Речь по делу Левенштейн
Адвокат Хартулари К. Ф.
Меня лично поражает в этой новой связи Линевича необыкновенная поспешность, с которой она установилась, а именно в течение трех или четырех недель, а также факт продолжения ее после того, как Михнева узнала, по ее собственному показанию, что Линевич, скрывая свои к ней отношения от обвиняемой Левенштейн, продолжал, вопреки своим уверениям, сожительство с подсудимой, вследствие чего, она, одновременно с Михневой, разрешилась от бремени новым ребенком. Быть может, и этот факт не подлежит нравственной оценке, как и вопрос о вкусе? В таком случае я умалчиваю и обращаюсь к описанию душевного состояния подсудимой, от которой так ревниво скрывали свои отношения Линевич с Михневой в течение двух лет.
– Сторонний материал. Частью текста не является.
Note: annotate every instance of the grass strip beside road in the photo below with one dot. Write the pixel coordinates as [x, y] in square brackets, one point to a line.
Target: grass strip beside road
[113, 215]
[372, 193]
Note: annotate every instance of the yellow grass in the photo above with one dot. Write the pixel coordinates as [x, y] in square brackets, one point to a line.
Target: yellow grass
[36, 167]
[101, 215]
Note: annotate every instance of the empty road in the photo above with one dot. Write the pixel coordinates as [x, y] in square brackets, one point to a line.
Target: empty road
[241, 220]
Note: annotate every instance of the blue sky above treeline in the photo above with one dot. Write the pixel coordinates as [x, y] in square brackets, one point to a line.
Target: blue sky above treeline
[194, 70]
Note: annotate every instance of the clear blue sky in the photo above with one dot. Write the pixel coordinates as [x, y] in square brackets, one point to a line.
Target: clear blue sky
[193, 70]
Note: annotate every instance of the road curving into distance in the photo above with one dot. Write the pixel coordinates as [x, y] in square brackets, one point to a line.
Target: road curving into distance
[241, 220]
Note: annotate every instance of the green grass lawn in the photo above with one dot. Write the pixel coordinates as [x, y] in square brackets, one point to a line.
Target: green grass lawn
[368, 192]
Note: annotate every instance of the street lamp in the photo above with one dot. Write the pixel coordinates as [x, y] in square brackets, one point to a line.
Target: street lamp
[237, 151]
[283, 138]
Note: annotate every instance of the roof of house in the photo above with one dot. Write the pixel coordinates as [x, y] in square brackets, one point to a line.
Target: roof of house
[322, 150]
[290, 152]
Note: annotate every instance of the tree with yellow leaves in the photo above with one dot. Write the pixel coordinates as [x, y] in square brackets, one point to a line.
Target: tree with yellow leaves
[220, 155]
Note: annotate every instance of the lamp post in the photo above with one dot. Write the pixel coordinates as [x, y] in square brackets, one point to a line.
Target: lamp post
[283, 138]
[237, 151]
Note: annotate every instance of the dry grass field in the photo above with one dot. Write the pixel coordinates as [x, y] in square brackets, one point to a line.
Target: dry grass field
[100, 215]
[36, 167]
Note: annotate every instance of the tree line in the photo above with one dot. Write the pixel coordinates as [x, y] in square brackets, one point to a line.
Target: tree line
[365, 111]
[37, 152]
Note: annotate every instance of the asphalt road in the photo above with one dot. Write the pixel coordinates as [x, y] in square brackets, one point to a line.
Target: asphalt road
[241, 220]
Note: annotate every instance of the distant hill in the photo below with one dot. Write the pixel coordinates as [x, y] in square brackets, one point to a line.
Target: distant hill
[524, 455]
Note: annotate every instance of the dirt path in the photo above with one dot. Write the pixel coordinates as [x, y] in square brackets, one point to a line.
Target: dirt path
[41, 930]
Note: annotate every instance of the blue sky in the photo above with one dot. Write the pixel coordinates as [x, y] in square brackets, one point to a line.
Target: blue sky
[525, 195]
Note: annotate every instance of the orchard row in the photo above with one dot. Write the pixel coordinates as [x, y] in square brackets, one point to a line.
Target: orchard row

Уединенная с детьми в своей квартире, со страшными угнетавшими ее подозрениями и опасениями, вследствие перемены к ней и детям Линевича, Мария Левенштейн проводила, по ее словам, много длинных и скучных часов и, желая скрыть свое горе от детей, предавалась ему только по ночам, в напрасном ожидании Линевича. В это время она припоминала первый период своего с ним знакомства, семейные радости, ей обещанные, до которых только прикоснулась; счастье, которое от нее убегало; опасения, от которых не могла защититься, и с сжатым сердцем и рыданиями молила бога указать ей средство для выхода из ужасного и томительного положения. Мысль окончить жизнь самоубийством не покидала ее и к январю 1881 года настолько укрепилась, что она решилась уже осуществить свое намерение и предварительно написала те два письма, — из них одно на имя старшего сына Михаила и другое на имя Линевича,— с содержанием которых вы уже ознакомились. Но взгляд на несчастных детей, остававшихся сиротами, и притом без имени и без всяких прав, отдалял решимость обвиняемой, которая все еще не подозревала, чтобы между ней и Линевичем стояла другая женщина, и узнала об этом только случайно и вот по какому поводу. На второй день пасхи 13 апреля 1881 г. опасно заболел ее ребенок, у изголовья которого подсудимая проводила целые дни и ночи, тогда как Линевич утро оставался в магазине, по вечерам уходил гулять, возвращался около полуночи и вообще безучастно относился к положению больного ребенка. Наконец, 28 апреля, за четыре дня до совершения преступления, когда никакие мольбы со стороны обвиняемой остаться при больном ребенке не могли удержать Линевича от намерения уйти из дому, у подсудимой явилось первое подозрение, что прогулки представлялись только предлогом для какого-нибудь свидания. Никем не замеченная, обвиняемая проследила Линевича и обнаружила, что он зашел по Гороховой улице в дом № 55, в котором проживала Михнева. С этой минуты обвиняемой объяснились все поступки Линевича и его полнейшее охлаждение к семье.